|M.Sc Student||Dassau Eyal|
|Subject||Feedback Control of Rapid Thermal Processing (RTP)|
|Department||Department of Chemical Engineering||Supervisor||Professor Daniel Lewin|
In the past few years, Rapid Thermal
Processes (RTP) have gained acceptance as mainstream technology for semi-conductor
manufacturing. In RTP, the main control problem is that of temperature. In work
carried out in cooperation with Steag CVD Systems, we developed algorithms for
steady state and dynamic temperature uniformity, designed to ensure uniform
temperature in RTP equipment. The steady-state algorithm involves the reverse
engineering of the required power distribution, given a history of past
distributions and the resulting temperature profile. The algorithm for dynamic
temperature uniformity involves the development of a first-principles model of
the RTP chamber and wafer, its calibration using experimental data, and the use
of the model to develop a controller. Two distinct solutions are
presented in this work:
The first one involves the uniformity algorithm and an IMC-tuned PI controller. It utilizes the uniformity algorithm to set distinct zone ratios for the process region and for the ramp stage, with set point tracking achieved by the PI controller that brings the wafer center point to the set point temperature. By using different zone ratios, the overall temperature uniformity is kept at ± 2 ºC of the set point.

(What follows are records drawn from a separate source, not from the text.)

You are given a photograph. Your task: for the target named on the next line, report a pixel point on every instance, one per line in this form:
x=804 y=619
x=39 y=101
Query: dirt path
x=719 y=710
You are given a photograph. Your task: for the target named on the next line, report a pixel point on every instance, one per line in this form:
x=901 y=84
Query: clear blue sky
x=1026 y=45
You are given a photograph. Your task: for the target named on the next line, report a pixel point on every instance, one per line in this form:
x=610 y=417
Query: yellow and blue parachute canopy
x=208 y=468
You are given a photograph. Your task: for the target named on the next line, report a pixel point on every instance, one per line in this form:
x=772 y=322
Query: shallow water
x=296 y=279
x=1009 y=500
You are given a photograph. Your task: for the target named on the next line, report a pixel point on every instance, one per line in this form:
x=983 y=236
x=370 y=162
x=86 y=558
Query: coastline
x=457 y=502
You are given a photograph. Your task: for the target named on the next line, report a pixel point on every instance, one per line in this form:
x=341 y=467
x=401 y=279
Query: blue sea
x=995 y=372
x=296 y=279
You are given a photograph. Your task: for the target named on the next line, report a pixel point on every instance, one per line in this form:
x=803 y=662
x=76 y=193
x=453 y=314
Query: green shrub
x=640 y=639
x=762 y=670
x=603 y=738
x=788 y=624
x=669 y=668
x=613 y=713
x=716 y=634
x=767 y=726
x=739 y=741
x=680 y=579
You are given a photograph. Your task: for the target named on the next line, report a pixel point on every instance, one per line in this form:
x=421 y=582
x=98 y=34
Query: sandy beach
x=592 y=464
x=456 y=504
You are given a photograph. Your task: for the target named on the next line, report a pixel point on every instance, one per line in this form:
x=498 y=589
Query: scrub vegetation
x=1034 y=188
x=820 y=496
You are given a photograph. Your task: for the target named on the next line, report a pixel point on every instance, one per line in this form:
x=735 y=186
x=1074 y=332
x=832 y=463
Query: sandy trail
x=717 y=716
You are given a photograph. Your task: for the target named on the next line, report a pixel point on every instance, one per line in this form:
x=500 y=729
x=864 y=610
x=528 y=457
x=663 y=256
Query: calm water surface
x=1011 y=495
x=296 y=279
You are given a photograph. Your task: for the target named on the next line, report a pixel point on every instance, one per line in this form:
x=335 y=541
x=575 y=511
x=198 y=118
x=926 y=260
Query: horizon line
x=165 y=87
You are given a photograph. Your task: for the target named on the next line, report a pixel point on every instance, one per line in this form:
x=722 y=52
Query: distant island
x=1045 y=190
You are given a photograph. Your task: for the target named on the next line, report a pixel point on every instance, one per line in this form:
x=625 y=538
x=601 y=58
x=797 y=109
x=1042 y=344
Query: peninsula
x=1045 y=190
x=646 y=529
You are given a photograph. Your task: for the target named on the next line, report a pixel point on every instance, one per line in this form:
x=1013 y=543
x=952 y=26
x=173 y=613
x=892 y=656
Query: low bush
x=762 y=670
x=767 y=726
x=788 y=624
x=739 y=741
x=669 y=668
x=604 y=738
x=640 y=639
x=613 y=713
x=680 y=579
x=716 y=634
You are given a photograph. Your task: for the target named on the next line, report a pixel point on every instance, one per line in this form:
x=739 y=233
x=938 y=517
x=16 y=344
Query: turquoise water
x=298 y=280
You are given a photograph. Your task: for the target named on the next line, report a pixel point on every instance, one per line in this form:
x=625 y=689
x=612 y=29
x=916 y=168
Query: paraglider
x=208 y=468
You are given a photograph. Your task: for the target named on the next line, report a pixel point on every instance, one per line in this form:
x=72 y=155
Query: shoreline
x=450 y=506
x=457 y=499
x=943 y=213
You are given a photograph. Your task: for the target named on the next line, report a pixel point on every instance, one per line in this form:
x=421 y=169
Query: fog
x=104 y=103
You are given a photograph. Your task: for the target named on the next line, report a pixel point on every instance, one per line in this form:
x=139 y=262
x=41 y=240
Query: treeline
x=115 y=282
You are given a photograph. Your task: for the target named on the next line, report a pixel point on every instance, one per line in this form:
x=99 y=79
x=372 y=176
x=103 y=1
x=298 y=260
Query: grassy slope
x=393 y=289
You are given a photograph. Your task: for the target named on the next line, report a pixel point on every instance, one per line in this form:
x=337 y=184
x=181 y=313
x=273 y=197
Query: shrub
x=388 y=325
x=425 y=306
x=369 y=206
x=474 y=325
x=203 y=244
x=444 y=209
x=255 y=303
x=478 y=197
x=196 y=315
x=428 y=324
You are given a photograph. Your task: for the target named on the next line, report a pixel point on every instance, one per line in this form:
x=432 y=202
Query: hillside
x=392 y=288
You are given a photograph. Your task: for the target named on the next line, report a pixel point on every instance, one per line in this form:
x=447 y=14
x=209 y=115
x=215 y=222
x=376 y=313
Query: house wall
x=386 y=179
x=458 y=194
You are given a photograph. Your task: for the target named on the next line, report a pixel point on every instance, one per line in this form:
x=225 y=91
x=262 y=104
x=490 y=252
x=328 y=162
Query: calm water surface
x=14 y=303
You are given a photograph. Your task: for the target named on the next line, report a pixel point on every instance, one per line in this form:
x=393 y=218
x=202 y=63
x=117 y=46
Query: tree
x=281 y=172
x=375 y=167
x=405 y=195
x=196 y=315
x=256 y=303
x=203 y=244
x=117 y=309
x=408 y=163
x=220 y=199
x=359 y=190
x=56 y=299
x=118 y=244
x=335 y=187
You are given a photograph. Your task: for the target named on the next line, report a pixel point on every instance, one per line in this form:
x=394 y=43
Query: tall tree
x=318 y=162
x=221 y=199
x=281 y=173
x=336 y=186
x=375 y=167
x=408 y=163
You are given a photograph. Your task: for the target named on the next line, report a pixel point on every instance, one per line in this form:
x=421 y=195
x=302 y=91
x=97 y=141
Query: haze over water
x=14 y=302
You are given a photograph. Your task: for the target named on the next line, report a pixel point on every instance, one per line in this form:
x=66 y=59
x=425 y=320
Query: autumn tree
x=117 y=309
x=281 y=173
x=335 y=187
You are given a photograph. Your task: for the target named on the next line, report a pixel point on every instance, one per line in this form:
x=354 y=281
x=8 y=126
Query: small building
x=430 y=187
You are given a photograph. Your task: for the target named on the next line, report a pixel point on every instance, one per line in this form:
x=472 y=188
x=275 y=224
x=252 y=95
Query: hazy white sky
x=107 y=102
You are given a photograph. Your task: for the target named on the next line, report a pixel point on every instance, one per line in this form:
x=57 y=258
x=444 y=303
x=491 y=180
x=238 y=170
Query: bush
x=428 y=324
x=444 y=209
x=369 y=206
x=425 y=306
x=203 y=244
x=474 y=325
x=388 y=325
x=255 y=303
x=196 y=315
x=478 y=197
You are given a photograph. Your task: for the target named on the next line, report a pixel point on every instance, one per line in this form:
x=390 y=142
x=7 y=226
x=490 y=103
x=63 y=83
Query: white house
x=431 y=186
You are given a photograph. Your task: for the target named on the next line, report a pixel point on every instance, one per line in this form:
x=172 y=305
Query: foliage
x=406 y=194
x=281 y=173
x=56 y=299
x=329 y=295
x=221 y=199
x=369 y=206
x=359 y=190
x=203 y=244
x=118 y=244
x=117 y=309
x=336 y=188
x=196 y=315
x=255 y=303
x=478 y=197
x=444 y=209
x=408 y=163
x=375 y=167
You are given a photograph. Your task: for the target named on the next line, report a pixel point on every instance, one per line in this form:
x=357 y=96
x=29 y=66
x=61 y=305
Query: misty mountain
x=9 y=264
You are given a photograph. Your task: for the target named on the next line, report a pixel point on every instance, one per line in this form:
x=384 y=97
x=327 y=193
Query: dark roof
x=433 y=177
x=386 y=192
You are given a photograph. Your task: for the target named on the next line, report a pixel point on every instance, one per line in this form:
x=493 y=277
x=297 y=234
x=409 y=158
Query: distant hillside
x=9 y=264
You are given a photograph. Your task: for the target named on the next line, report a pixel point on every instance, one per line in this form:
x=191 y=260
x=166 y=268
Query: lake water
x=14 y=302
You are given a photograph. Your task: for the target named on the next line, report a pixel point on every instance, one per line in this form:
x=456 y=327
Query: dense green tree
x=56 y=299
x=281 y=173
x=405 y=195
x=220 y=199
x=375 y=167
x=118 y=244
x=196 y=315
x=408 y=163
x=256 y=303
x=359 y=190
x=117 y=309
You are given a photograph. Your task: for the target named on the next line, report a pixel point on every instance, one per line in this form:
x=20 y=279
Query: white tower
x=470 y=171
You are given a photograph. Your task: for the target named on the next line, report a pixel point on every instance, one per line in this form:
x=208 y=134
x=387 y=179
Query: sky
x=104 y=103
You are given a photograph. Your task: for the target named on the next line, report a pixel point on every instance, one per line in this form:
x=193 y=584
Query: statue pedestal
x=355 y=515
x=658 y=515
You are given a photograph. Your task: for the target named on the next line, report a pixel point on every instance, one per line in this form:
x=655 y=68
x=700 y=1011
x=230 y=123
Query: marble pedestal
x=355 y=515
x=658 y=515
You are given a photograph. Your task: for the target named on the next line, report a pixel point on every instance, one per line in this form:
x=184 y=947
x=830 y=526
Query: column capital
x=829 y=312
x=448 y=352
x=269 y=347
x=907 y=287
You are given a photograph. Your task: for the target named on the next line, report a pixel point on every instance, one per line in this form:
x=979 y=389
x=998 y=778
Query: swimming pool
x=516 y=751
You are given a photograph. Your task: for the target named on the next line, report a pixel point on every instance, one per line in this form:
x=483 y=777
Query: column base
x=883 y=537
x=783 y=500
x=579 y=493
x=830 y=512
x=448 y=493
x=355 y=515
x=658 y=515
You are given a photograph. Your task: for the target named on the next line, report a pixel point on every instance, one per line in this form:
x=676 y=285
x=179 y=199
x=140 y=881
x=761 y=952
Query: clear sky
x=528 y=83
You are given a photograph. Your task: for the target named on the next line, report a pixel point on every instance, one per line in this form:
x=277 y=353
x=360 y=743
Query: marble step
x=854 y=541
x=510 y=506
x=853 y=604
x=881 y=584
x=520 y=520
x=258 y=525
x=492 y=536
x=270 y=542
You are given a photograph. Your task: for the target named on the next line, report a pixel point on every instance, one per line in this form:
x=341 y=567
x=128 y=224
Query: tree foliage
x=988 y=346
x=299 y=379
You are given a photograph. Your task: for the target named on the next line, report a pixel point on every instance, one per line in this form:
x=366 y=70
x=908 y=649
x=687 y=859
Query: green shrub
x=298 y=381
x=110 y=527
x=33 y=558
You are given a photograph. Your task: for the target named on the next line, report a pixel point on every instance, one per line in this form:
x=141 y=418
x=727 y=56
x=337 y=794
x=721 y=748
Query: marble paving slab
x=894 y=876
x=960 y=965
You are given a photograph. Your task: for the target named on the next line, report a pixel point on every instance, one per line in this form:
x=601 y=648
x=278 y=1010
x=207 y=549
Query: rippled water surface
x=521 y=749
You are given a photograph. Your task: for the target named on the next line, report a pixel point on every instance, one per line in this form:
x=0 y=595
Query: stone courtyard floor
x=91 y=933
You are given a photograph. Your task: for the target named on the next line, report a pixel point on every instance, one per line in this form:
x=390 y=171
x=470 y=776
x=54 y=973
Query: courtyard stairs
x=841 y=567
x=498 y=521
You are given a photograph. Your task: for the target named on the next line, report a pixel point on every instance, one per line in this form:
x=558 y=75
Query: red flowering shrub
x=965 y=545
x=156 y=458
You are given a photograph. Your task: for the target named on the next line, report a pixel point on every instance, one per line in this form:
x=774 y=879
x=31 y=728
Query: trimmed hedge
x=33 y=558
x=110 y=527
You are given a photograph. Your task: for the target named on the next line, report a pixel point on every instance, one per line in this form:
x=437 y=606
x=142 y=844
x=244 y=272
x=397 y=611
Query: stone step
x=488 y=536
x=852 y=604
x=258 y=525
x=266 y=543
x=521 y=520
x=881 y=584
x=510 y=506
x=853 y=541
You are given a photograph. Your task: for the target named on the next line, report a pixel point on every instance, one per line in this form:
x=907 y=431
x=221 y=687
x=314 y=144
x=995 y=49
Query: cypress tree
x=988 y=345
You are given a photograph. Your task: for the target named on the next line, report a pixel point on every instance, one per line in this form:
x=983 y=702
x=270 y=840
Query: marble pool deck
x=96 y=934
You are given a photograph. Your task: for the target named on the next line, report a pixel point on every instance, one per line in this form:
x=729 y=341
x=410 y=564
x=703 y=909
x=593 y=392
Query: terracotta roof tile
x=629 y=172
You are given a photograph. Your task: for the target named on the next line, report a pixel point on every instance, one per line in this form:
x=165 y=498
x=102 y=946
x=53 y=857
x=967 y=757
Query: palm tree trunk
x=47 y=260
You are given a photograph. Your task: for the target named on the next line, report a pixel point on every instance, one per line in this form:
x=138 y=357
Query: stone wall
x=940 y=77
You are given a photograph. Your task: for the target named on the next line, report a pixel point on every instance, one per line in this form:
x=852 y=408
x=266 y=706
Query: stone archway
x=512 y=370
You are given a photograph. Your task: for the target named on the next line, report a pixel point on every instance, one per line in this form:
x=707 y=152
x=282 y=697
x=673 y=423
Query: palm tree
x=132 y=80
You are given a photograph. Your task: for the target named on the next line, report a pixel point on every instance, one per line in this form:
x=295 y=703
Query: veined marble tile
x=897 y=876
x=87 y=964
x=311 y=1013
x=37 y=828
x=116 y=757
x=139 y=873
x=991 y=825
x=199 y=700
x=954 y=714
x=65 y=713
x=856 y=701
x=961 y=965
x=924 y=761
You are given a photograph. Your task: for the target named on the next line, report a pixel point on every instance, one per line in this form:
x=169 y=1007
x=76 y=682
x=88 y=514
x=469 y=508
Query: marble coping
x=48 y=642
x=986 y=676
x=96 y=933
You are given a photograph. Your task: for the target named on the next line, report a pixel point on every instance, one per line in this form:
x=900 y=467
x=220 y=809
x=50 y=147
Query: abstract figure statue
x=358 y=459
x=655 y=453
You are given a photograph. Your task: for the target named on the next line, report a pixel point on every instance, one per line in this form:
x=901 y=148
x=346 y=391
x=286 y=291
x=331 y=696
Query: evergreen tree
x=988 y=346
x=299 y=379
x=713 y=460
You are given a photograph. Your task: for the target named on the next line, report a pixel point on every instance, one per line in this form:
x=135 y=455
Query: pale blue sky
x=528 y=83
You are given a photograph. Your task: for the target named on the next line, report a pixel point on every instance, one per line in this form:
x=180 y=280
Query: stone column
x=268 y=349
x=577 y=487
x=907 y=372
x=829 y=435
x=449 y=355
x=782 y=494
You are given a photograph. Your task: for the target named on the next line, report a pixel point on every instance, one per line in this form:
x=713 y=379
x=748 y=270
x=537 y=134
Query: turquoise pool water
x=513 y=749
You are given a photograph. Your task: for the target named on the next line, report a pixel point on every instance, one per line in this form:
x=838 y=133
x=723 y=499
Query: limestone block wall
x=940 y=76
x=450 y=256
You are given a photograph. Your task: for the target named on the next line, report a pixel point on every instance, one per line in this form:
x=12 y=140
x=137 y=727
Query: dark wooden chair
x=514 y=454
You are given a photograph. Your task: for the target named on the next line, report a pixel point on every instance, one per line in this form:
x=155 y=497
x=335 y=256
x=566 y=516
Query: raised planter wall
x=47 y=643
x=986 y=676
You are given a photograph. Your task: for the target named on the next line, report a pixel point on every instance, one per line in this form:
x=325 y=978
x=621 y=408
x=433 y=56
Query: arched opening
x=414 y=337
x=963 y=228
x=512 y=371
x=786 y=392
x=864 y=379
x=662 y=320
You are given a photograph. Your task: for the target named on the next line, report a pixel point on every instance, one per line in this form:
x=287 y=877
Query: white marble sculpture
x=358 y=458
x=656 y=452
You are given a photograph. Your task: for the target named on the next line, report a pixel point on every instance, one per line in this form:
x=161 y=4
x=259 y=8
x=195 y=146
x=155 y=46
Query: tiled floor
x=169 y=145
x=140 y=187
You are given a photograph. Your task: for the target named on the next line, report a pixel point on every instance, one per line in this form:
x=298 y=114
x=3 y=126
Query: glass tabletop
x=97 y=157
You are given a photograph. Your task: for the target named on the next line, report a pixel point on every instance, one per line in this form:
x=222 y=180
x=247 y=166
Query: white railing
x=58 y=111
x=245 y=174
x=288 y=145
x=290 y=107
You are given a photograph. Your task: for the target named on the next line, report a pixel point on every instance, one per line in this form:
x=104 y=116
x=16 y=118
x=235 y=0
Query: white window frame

The second solution involves non-linear model predictive control (NMPC) based on genetic programming (GP). The strength of this approach is that the same set of tuning parameters can control the RTP system at a range of operating temperature set points with a very short rise time to the set point and a uniform temperature profile. Although we have experienced overshoot, it has been observed only for a few seconds and the set point was maintained accurately.
The two approaches have great potential for resolving real engineering problems associated with RTP. Together, they provide a RTP control package that represents the state-of-the-art.